La Serie C 2026/27 riparte da un dato che fa rumore: su 60 aventi diritto, sono 59 i club iscritti. Un risultato che in Lega Pro non era affatto scontato e che certifica lo sforzo di tante società, fra chi ha chiuso le iscrizioni con serenità e chi ha dovuto limare gli ultimi dettagli in extremis. L’unica assente è la Ternana, la cui vicenda si è chiusa dolorosamente nelle scorse settimane. Per il movimento, è un segnale di tenuta che alimenta fiducia negli organi di governo e negli addetti ai lavori, in vista di una stagione che si annuncia combattuta dentro e fuori dal campo.
Chi prenderà il posto degli umbri? Il punto sul Foggia
La domanda più semplice ha già una risposta probabile: il Foggia. Entro il 20 luglio scadono i termini per la riammissione e i rossoneri, complice la rinuncia del Bra, sono virtualmente in pole per il rientro in Lega Pro. La decisione attesa nel prossimo Consiglio Federale dovrebbe sancire l’ingresso dei pugliesi, con il vertice federale – Malagò – pronto a formalizzare il via libera. Intanto a Foggia l’accoppiata Pavone–Casella lavora alla rosa con una complicazione non da poco: fino alla riammissione ufficiale non si possono depositare contratti professionistici, e il tempo corre. La pianificazione, insomma, dovrà essere chirurgica per non ripetere gli errori dell’ultima stagione.
Obiettivo sostenibilità: il vero esame arriverà in corsa
La questione più complessa, però, resta un’altra: quanti dei 59 club arriveranno al traguardo senza penalizzazioni e con tutti i pagamenti in regola? La storia recente della categoria insegna che la tenuta economica è il vero spartiacque. Fideiussioni, scadenze fiscali e gestione del monte ingaggi saranno i nodi principali di un campionato che chiede rigore amministrativo oltre alla competizione sportiva. L’auspicio è di non avvertire scricchiolii già nelle prossime settimane, ma molto dipenderà dalla solidità dei piani industriali e dalla capacità dei club di rispettare con puntualità ogni obbligo.

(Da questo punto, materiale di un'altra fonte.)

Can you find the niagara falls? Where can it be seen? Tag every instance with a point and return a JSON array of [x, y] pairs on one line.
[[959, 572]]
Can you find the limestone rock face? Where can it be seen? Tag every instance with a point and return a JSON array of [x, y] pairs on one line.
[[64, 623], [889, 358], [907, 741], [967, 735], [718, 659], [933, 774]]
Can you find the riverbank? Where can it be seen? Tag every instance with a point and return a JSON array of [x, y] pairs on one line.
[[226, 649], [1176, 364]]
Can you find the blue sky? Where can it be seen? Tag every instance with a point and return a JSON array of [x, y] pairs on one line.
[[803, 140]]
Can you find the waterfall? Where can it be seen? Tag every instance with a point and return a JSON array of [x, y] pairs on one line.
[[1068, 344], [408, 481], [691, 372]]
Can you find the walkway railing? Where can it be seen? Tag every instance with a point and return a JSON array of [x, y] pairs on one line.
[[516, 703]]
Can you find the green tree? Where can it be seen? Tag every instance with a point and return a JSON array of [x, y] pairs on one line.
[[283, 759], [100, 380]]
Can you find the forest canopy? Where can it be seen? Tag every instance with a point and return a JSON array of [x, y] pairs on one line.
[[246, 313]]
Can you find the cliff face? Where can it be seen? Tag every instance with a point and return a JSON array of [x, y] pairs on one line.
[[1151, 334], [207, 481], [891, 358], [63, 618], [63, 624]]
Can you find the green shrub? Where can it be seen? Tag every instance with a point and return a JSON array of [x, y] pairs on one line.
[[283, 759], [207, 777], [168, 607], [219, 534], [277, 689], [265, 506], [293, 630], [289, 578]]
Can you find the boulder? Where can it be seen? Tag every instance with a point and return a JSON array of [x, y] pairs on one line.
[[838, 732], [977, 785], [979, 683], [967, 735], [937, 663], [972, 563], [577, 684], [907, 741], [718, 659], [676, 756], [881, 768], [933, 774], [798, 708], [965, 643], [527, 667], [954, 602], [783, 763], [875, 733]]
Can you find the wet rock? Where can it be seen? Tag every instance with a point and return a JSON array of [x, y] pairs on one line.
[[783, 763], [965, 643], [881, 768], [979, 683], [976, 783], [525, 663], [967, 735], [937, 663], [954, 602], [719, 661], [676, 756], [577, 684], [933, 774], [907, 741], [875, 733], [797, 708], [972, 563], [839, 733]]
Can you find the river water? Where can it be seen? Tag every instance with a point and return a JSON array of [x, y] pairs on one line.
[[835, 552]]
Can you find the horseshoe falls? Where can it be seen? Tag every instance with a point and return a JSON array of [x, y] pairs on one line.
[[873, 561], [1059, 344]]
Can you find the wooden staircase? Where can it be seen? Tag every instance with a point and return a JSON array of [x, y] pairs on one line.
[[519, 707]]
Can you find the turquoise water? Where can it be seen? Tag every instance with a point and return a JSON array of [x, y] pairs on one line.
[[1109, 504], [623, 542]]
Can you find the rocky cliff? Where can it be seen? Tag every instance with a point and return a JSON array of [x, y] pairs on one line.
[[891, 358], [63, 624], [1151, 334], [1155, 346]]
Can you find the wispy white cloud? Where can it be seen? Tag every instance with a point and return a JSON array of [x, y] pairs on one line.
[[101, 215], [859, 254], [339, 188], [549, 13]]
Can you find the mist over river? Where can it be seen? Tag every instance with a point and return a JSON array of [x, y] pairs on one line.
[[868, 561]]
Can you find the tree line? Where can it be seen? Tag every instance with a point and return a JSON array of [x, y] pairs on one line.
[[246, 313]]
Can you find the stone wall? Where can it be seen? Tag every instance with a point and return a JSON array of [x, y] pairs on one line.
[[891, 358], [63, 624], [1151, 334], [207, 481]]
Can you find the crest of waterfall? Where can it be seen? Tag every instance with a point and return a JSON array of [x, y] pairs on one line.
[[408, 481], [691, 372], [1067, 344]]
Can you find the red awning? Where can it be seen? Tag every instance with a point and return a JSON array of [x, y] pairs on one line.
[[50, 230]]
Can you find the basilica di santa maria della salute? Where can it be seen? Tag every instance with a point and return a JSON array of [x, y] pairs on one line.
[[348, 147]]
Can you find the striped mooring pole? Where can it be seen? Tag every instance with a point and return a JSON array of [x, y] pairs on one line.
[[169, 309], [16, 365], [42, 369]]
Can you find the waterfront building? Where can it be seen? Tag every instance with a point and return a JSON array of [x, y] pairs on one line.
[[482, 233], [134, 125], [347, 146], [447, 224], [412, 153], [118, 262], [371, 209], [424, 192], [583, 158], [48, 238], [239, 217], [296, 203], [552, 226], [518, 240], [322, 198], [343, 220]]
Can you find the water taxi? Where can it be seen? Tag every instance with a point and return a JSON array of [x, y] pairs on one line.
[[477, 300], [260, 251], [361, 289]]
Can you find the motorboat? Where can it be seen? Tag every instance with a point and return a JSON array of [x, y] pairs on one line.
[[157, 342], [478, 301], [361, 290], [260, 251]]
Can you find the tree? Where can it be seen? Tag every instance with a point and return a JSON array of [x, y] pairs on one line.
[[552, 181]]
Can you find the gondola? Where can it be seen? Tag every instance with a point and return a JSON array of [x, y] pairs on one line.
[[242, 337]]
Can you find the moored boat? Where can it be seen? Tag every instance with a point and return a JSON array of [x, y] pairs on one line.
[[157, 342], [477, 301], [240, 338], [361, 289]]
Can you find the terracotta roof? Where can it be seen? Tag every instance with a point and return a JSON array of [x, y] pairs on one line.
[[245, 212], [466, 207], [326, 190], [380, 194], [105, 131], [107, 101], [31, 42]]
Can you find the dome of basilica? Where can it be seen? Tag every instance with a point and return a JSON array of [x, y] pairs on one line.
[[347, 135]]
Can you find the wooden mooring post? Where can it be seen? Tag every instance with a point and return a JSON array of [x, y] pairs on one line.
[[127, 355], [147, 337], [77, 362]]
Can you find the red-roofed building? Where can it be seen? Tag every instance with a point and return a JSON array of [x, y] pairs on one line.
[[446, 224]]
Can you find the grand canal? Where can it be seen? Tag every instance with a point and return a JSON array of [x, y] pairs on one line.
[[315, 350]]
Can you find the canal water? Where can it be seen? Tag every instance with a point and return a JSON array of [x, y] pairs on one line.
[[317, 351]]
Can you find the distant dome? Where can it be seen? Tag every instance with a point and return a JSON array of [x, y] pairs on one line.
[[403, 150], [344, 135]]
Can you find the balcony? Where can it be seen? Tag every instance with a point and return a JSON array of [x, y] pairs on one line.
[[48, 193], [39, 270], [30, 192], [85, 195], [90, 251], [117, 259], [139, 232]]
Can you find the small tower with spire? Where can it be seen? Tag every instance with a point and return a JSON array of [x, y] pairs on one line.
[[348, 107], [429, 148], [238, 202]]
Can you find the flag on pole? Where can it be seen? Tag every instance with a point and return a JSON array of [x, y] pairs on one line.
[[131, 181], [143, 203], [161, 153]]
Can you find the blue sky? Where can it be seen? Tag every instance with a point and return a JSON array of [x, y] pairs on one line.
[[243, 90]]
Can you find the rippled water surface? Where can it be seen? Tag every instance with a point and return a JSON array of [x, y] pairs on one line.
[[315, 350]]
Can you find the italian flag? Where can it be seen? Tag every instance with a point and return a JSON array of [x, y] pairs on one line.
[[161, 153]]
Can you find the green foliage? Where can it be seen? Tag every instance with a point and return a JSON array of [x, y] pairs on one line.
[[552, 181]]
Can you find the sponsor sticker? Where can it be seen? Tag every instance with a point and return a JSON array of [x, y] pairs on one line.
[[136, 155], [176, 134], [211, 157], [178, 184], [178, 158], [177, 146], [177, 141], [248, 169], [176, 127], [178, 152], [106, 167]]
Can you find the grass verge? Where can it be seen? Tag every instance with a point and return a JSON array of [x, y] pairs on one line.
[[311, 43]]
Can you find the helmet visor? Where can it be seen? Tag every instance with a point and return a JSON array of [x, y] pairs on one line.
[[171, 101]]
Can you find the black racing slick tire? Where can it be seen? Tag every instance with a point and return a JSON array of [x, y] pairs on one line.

Marani e Malagò, un segnale politico che pesa
Il risultato delle iscrizioni premia anche il lavoro istituzionale. La Lega Pro guidata da Marani si gode un quadro quasi completo, mentre Malagò al vertice federale può leggere questi numeri come un passaggio di credibilità per l’intero sistema. Restano, tuttavia, sfide non rinviabili: controlli più stringenti, monitoraggio costante dei bilanci e supporto ai club nella ricerca di ricavi sostenibili. Stabilità e trasparenza saranno parole chiave per evitare scossoni in corsa e garantire un torneo competitivo fino all’ultimo.
Date, vincoli e prospettive
L’agenda è tracciata: entro il 20 luglio si chiude la finestra per la riammissione, con il Consiglio Federale chiamato a definire l’organico. Il Foggia resta in attesa dell’atto formale e nel frattempo imposta il mercato tra liste pronte e trattative congelate dai vincoli sui contratti. Sullo sfondo, la categoria festeggia il 59–1 delle iscrizioni, consapevole che la vera partita, quella della sostenibilità e dell’assenza di penalizzazioni, si giocherà mese dopo mese, con equilibrio gestionale e idee chiare.